The Reverse Turk


Tim Wu sketches an intriguing scenario:

A well-educated time traveller from 1914 enters a room divided in half by a curtain. A scientist tells him that his task is to ascertain the intelligence of whoever is on the other side of the curtain by asking whatever questions he pleases.

The traveller’s queries are answered by a voice with an accent that he does not recognize (twenty-first-century American English). The woman on the other side of the curtain has an extraordinary memory. She can, without much delay, recite any passage from the Bible or Shakespeare. Her arithmetic skills are astonishing—difficult problems are solved in seconds. She is also able to speak many foreign languages, though her pronunciation is odd. Most impressive, perhaps, is her ability to describe almost any part of the Earth in great detail, as though she is viewing it from the sky. She is also proficient at connecting seemingly random concepts, and when the traveller asks her a question like “How can God be both good and omnipotent?” she can provide complex theoretical answers.

Based on this modified Turing test, our time traveller would conclude that, in the past century, the human race achieved a new level of superintelligence.

What the time traveller doesn’t see, of course, is that the woman behind the curtain is equipped with a smartphone. Her extraordinary memory is a parlor trick, a ruse.

Mechanical Turk, the chess-playing automaton, amazed eighteenth century audiences with his prowess at the game of kings — until it was revealed that a small-statured human chess master, hidden inside the automaton, was actually making the moves. And so now the roles are reversed:  the superintelligent human hides a small-statured, question-answering automaton! Knowledge seems such a drab thing beside the fireworks of its simulation. Baudrillard: “Everywhere we see a paradoxical logic: the idea is destroyed by its own realization, by its own excess.”

Well played, Mr. Turk.

4 thoughts on “The Reverse Turk

  1. Brent Cox

    Part of the time traveler’s problem is that he equates intelligence with the recitation of accurate information.

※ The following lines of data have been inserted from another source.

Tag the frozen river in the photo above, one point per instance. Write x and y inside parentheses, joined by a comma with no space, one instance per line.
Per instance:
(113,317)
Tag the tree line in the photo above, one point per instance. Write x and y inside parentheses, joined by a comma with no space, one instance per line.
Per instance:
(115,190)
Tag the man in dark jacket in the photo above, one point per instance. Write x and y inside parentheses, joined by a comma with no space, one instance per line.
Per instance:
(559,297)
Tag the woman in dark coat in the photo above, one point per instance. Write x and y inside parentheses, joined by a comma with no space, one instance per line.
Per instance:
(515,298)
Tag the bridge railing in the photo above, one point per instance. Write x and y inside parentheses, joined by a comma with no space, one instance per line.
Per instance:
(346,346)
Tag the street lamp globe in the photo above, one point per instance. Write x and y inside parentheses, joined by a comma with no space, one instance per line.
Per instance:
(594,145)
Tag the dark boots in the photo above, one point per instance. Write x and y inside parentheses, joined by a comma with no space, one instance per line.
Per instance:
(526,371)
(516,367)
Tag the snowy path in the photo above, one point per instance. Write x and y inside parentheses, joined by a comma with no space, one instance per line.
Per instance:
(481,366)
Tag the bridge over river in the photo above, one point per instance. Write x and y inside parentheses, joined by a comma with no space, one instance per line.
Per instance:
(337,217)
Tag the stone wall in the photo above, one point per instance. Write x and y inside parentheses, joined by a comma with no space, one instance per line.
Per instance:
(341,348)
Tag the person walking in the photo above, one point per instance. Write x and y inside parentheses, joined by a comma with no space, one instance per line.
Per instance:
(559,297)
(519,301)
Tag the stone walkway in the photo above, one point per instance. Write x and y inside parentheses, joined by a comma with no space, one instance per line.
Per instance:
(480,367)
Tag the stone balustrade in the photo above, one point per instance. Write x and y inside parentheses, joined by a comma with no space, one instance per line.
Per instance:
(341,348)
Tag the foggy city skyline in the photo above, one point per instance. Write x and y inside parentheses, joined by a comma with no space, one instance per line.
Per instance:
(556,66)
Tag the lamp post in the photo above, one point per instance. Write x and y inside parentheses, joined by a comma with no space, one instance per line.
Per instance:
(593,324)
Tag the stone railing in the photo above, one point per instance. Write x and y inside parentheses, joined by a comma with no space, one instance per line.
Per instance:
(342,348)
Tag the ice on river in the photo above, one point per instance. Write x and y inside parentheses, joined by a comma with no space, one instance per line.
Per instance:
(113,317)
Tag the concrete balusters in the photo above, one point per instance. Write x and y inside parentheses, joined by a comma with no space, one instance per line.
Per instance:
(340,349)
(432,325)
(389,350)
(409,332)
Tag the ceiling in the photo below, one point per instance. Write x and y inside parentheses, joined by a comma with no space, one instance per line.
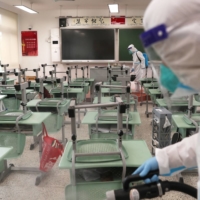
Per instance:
(44,5)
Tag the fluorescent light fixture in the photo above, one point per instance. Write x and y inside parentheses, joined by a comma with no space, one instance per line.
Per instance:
(113,8)
(24,8)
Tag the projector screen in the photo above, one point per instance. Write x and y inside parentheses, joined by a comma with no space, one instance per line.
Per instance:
(88,44)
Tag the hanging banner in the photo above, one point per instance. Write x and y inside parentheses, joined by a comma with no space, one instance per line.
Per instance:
(29,43)
(135,21)
(118,20)
(89,21)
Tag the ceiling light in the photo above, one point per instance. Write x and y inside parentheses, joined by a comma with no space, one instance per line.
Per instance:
(113,8)
(24,8)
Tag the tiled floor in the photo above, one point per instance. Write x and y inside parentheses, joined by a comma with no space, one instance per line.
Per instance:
(21,185)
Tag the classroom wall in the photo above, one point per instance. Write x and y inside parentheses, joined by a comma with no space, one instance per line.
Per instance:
(45,21)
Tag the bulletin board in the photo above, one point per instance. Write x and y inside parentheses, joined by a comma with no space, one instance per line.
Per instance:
(29,43)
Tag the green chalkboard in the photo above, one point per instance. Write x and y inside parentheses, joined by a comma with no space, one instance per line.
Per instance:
(127,37)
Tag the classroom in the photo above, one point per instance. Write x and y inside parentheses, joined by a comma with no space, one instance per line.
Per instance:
(99,100)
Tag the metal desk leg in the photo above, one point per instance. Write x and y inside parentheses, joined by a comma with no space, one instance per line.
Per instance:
(79,119)
(141,99)
(35,142)
(64,140)
(147,107)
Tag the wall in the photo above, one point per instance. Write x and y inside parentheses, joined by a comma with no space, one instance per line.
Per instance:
(9,38)
(43,23)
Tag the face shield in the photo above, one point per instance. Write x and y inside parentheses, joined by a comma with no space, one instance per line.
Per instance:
(169,83)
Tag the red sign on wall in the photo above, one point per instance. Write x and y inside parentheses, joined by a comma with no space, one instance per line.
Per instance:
(118,19)
(29,43)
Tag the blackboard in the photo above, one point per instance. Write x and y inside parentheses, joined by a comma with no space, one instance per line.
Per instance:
(127,37)
(88,44)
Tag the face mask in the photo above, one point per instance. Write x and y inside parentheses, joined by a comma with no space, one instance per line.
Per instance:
(171,82)
(168,79)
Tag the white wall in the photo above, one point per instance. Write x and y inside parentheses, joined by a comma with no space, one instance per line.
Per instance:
(43,23)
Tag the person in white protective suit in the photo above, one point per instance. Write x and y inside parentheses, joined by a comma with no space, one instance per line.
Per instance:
(138,63)
(172,36)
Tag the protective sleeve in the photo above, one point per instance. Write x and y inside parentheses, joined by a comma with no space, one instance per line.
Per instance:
(175,158)
(140,55)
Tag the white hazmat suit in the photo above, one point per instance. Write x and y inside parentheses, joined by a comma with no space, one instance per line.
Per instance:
(138,62)
(180,52)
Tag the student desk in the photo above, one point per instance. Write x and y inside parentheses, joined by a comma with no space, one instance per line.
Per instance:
(90,119)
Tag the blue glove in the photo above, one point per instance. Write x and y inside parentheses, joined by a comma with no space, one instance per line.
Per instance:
(132,70)
(149,165)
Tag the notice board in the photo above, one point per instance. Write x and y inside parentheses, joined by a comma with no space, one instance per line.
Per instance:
(29,43)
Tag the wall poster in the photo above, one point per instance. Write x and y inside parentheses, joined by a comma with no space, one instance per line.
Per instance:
(29,43)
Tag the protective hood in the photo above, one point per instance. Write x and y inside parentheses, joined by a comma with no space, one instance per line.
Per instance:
(180,51)
(132,48)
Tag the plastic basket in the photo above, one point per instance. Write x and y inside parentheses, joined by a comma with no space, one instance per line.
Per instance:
(15,140)
(11,103)
(53,123)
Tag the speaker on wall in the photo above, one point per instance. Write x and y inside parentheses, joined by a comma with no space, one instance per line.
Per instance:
(62,22)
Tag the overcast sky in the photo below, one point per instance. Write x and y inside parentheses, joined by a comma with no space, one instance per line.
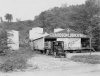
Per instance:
(27,9)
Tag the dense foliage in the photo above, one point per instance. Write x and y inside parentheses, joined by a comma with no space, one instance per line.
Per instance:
(83,18)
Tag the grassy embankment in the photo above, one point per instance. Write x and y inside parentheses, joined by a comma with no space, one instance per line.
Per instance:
(91,59)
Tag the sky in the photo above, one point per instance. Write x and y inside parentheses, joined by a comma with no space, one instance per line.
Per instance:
(28,9)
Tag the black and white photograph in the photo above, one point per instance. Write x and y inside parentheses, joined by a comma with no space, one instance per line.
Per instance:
(49,37)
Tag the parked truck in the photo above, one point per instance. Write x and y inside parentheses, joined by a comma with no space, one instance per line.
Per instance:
(55,48)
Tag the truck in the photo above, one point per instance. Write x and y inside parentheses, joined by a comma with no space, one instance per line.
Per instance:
(69,44)
(55,48)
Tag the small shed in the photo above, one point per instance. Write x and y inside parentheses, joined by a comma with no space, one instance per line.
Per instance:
(72,39)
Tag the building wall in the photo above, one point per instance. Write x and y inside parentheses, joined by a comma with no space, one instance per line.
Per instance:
(71,43)
(38,44)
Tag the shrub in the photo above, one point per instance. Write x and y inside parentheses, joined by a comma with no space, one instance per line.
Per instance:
(14,64)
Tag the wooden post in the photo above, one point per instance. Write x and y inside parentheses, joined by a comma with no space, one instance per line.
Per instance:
(90,45)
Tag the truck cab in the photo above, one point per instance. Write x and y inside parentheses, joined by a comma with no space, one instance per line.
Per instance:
(55,48)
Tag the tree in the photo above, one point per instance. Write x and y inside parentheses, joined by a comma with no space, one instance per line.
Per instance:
(85,17)
(8,17)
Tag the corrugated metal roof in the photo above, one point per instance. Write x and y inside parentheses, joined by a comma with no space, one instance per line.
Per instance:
(66,33)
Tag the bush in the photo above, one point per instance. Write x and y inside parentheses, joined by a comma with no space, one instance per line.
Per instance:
(14,64)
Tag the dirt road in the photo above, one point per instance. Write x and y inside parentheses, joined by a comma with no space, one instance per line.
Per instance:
(50,66)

By that measure, the woman’s smart phone is indeed smart. A better measure might be the ability to intersect information and then create something completely new–a new way of viewing the world, a new sonnet or a new play. I fear our society is increasingly making the time traveler’s mistake, however, and the uniquely human ability to create the world anew is being dismissed in favor of mere data.

  2. CS Clark

    One the one hand, Plato

    What you have discovered is a recipe not for memory, but for reminder. And it is no true wisdom that you offer your disciples, but only its semblance, for by telling them of many things without teaching them you will make them seem to know much, while for the most part they know nothing, and as men filled, not with wisdom, but with the conceit of wisdom, they will be a burden to their fellows.

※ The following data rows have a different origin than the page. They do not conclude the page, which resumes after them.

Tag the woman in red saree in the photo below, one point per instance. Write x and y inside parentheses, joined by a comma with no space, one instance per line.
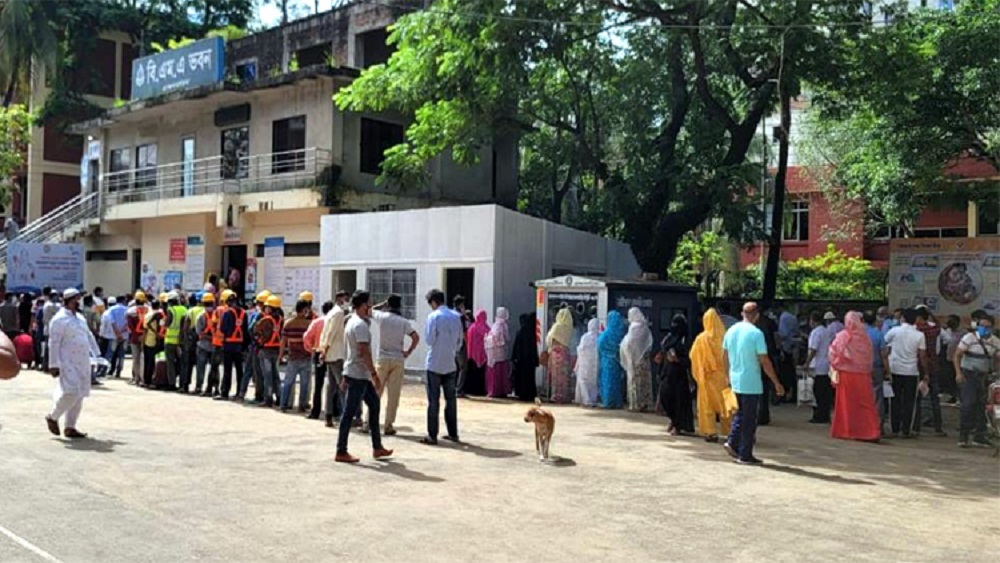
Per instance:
(855,416)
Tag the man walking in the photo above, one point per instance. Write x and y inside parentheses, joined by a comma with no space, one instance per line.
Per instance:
(445,337)
(907,360)
(391,366)
(361,381)
(744,354)
(71,345)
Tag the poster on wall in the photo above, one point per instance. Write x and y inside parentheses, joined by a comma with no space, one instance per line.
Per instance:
(32,266)
(194,263)
(274,265)
(950,276)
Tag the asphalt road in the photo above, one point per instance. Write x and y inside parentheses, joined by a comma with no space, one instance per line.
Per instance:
(177,478)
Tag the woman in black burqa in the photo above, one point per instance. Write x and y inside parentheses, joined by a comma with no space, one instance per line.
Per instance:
(525,358)
(675,389)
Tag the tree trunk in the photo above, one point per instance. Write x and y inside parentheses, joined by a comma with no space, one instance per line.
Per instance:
(778,216)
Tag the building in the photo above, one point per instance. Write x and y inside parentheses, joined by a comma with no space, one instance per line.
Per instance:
(225,145)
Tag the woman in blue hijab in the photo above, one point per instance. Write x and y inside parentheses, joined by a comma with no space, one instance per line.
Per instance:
(612,376)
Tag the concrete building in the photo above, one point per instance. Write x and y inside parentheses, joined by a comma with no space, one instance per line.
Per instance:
(222,158)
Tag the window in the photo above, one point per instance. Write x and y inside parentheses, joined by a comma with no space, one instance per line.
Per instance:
(796,221)
(235,153)
(288,143)
(145,166)
(382,283)
(376,138)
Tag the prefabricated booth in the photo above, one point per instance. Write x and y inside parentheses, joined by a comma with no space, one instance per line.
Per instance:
(486,253)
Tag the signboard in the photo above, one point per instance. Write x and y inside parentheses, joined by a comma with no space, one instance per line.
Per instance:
(951,276)
(199,64)
(194,263)
(178,250)
(32,266)
(274,265)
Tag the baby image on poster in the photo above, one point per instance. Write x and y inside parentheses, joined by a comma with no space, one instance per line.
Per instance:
(956,284)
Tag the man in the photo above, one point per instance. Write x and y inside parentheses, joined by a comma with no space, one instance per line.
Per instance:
(927,325)
(172,340)
(393,327)
(233,328)
(361,381)
(299,359)
(71,345)
(334,350)
(205,326)
(136,316)
(975,358)
(445,336)
(744,353)
(907,355)
(310,340)
(879,374)
(818,364)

    On the other hand, I looked that up, copied and pasted. On the other other hand, I knew what it was I wanted to look up. I didn’t search for “famous quotes by philosophers that refute the Internet as personal memory storage”. On the other other other hand (I’ve outsourced my hands to technology), that search did turn up this (and note address) as its first result in Google which is… relevant? Yes it is, because reading it and its account of different views of what memory is helps me realise that the main thing that really weirds me out about Tim Wu’s piece is that it seems to suggest a complete separation of person (ideas, identity) and memory is not only possible but desirable – or, if it’s not desirable it’s not clear why some memories should only be held on local storage.

    (The other thing that weirds me out is the way that he seems to suggest that a civilization’s collection of knowledge, whether in a library or the Internet, is more or less the same thing as an individual’s knowledge, as long as they can access it, irrespective of whether they do.)

    tl;dr – The Internet is useful, but nobody plays the ‘Which three people would you most like to have dinner with and why?’ game and answers ‘Any three random people with smartphones and l33t Google-fu, because they would know everything.’

  3. Cindy Wolff

    The scenario assumes the person behind the curtain really knows how to search and is highly capable of identifying reliable sources. Apparently, everyone with a smart phone has mastered these skills. Mere access to information is equated with literacy. Pesky learning doesn’t get in the way–that would slow down consumption.

  4. Ed van Stranden

    I like Wu’s observation that Nick judges the human being, Thompson the cyborg, where the smartphone and the human being have become one. But even if you see it that way, the thought experiment crumbles here:

    “She is also proficient at connecting seemingly random concepts, and when the traveller asks her a question like “How can God be both good and omnipotent?” she can provide complex theoretical answers.”

    Throwing “How can God be both good and omnipotent?” might give you a result that could be considered a “complex theoretical answer”. But if our time-traveller would ask further after not being satisfied with the answer, our cyborg will probably be reduced to incoherently mumbling about some concepts that seem related to the question.

    Really answering the question means grasping a lot of concepts and connecting them in a meaningful way. And that’s exactly what separates understanding from merely being able to look things up. Being able to look things up was already possible in 1914. It only took much longer then.

    So I think what has changed is the speed with which we can look things up, not our intelligence. We might be able to fool our time-traveller, but we shouldn’t fool ourselves.